Camboya, años 70. Comienza el genocidio por parte de los Jemeres Rojos. Claire Ly está en el punto de mira por ser considerada una intelectual. Su padre es fusilado. Después, su marido. Sus hermanos también.
Claire sobrevive junto a su hijo de tres años y al que está en su vientre desde hace ya meses. Es llevada a un campo de concentración. «¿Por qué yo?», es la pregunta que se hace mientras está en aquel terrorífico lugar. «¿Qué he hecho mal?». Pues en el budismo, religión en que fue educada, se cree en la ley del Karma, por la cual uno tiene lo que se merece. Incapaz de creer que fuera posible que hubiese hecho algo tan malo como para merecer que mataran a tantos familiares suyos, Ly rechazó esta ley. Sin embargo, siguió presentándose como una persona budista. Lo único que conocía del cristianismo era que su Dios, el de los occidentales, era malvado, pues permitía que los países pobres sufrieran por causa de los ricos.
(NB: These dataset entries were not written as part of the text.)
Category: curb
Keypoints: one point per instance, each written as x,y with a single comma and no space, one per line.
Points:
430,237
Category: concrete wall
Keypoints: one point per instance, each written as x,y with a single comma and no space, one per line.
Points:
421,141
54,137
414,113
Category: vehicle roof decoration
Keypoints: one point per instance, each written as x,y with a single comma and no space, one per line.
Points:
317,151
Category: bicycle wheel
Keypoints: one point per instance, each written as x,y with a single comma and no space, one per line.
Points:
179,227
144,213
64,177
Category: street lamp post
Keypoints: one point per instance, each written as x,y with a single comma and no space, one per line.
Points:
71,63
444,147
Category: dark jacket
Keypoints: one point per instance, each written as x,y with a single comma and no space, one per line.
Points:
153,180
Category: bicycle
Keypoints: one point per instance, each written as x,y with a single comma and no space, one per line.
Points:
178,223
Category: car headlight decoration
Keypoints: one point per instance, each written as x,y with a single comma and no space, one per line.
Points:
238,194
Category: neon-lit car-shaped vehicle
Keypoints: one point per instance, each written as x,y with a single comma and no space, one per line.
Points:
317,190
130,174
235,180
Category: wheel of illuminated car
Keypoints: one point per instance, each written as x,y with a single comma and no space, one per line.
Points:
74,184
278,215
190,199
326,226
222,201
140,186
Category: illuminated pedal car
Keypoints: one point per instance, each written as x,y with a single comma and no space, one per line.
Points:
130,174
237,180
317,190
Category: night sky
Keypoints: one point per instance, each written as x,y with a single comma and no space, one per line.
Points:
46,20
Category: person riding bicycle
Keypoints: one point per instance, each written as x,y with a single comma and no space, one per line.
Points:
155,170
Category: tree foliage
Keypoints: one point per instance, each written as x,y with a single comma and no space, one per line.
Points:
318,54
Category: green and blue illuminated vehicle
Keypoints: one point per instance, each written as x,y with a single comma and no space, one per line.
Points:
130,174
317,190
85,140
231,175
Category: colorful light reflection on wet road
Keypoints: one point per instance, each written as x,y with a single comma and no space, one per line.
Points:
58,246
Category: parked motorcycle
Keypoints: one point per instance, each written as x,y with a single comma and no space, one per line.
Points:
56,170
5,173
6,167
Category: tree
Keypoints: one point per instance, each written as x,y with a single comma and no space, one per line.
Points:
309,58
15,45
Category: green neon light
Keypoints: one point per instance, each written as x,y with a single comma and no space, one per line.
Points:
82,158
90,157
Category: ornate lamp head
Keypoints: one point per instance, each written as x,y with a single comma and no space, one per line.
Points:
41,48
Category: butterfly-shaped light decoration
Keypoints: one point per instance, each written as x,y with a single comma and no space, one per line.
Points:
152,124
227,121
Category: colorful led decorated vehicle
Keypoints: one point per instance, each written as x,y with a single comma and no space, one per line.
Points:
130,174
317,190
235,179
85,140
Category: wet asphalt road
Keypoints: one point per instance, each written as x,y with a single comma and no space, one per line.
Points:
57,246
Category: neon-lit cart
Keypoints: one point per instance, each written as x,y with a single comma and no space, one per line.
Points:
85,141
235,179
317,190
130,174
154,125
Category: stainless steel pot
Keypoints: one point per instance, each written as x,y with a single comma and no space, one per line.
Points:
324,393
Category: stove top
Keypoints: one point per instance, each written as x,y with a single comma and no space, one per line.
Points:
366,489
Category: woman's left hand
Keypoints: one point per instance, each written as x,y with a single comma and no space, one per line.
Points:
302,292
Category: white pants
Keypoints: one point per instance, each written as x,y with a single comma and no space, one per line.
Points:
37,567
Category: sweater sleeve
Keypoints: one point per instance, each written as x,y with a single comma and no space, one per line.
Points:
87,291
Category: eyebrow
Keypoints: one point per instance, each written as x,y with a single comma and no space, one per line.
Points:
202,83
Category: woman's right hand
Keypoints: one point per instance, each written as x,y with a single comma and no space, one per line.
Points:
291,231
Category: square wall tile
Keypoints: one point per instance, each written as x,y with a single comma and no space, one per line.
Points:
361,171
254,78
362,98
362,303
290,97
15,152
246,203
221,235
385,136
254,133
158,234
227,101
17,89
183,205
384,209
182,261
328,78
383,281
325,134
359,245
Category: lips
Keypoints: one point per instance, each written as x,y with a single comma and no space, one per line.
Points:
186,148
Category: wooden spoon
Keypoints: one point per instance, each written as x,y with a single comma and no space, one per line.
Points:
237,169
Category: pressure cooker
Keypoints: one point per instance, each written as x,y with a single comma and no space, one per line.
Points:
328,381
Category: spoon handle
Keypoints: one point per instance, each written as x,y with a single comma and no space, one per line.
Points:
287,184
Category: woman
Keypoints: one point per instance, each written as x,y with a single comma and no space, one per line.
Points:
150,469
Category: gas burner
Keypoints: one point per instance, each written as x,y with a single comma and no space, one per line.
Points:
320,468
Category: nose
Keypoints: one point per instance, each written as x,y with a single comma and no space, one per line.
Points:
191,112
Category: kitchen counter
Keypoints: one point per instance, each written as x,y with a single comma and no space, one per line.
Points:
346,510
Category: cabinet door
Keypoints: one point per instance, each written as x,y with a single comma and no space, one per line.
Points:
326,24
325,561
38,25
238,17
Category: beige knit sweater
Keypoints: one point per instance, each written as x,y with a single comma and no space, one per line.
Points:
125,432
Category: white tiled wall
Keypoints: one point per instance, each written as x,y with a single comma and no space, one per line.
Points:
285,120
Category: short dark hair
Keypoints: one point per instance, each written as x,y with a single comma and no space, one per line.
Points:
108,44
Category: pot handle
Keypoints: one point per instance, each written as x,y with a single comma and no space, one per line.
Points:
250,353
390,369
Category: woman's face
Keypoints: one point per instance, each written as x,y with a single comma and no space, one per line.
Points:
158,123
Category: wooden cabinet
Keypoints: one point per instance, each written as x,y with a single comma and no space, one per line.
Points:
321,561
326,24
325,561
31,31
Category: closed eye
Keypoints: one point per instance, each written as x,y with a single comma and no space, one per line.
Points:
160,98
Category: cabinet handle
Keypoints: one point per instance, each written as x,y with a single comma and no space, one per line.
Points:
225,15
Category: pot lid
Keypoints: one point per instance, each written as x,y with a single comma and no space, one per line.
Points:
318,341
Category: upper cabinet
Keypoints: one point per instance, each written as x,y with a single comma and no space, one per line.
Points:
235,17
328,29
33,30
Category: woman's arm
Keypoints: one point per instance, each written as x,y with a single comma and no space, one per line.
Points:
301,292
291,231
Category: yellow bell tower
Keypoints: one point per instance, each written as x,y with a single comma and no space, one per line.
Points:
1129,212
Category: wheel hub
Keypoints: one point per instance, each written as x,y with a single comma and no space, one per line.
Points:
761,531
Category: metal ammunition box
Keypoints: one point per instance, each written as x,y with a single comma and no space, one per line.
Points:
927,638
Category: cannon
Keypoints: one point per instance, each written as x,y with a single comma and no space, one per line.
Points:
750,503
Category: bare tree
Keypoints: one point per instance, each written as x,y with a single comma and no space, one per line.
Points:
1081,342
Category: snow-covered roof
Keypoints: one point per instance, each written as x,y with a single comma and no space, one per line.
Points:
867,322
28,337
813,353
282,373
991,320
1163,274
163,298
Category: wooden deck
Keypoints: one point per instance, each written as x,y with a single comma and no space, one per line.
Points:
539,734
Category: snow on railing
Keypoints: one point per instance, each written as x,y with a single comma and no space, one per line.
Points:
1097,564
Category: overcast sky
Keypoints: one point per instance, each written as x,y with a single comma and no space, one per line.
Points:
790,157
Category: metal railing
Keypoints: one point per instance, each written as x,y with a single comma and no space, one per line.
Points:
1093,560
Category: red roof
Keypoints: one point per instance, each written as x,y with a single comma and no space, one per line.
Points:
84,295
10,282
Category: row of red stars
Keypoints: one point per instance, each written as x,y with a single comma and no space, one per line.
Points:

Un día de 1977 se sintió especialmente orgullosa de haber sobrevivido al genocidio camboyano. Entonces se dirigió a ese Dios occidental: «Deberías aplaudirme porque he sobrevivido». Era la primera vez que no lo insultaba. Pero no hubo aplausos. Ni siquiera hubo ruido: un silencio extraño, dijo Ly, invadió la estancia donde se encontraba. El silencio de una presencia, pues tuvo la percepción de que había alguien en la habitación.
Ella habla de éste como su primer encuentro: «Algo cambió en mí. Mi infierno no se volvió un paraíso, pero de repente pude entender el sufrimiento de los demás: de los dos millones de muertos en mi país. Ya no me quedaba mirándome a mí, sino que miraba el dolor de los otros también. En el mal, Dios se hizo presencia». Se refirió a esta presencia como «un silencio lleno de ternura; una ternura comparable con la de una madre que vela por su hijo, que duerme».

En 1980, esta valiente mujer camboyana llega a Francia como refugiada política. El ser constante objeto de caridad de otros le hizo sentir un fuerte complejo de inferioridad en el país galo. Entonces conoció a unos protestantes católicos. Aquí entra la pequeña historia del padre Andrée.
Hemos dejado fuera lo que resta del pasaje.